From the outset my purpose for this collection was eventually to give it to a museum or library.   Looking around for a suitable place to donate the items in 2005, I came across the Appalachian Life Museum at the University of North Carolina - Boonesboro.   The museum’s curator was fascinated,  drove to my Virginia home, and picked all but a few, and drove them back to North Carolina.  Although the museum later lost its space at the university,  my hillbillies remain in good hands.

After disposing of the whiskeys and the hillbillies I was searching for a new collection.  The objects had to be less space-filling than the whiskey jugs but something that would hold more interest than postage stamps.  They also had to be artifacts that were commonly being sold on internet sites like eBay. After much thought, beginning about  2006 I focussed on glass paperweights.  Because of my interest in the pre-Prohibition American whiskey industry, I largely have concentrated on U.S. weights that advertise liquor.   Right now, that collection numbers approximately 87 items, the majority of them from the pre-Prohibition era.  Because of their  modest size, paperweights can be stored easily.  Much of the present collection is housed in a six-drawer former thread cabinet that sits on the desk in my office.

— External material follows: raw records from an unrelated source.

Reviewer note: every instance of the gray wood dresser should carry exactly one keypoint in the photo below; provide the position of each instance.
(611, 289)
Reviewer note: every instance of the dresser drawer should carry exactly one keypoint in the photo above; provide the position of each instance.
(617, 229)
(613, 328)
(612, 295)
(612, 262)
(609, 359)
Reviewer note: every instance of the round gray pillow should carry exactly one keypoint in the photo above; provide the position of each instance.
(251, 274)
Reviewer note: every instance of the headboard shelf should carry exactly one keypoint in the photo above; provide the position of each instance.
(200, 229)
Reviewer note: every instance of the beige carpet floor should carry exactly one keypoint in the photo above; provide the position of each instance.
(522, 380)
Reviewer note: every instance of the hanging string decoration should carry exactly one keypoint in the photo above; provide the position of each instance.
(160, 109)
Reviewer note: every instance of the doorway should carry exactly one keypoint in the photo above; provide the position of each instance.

Residual elements of all my former collections remain with me.  My U.S. Presidents stamps and a few others sit in albums in the basement. About two dozen whiskey jugs, old favorites, still decorate our family room.  Fourteen hillbilly items look down on me as I sit at my computer writing this 100th post.  Several of Sherwood Anderson’s books,  purchased after my gift to Marquette,  repose on a shelf behind me.

With advancing age I am coming to the end of the collecting road.  It has been an odyssey of almost 70 years to accumulate -- and often later to dispose of -- items of interest.  Each collection in its turn has expanded my knowledge and understanding as well provided  material for hundreds of articles.  Most of all, I suppose, my collecting has been a lot of fun.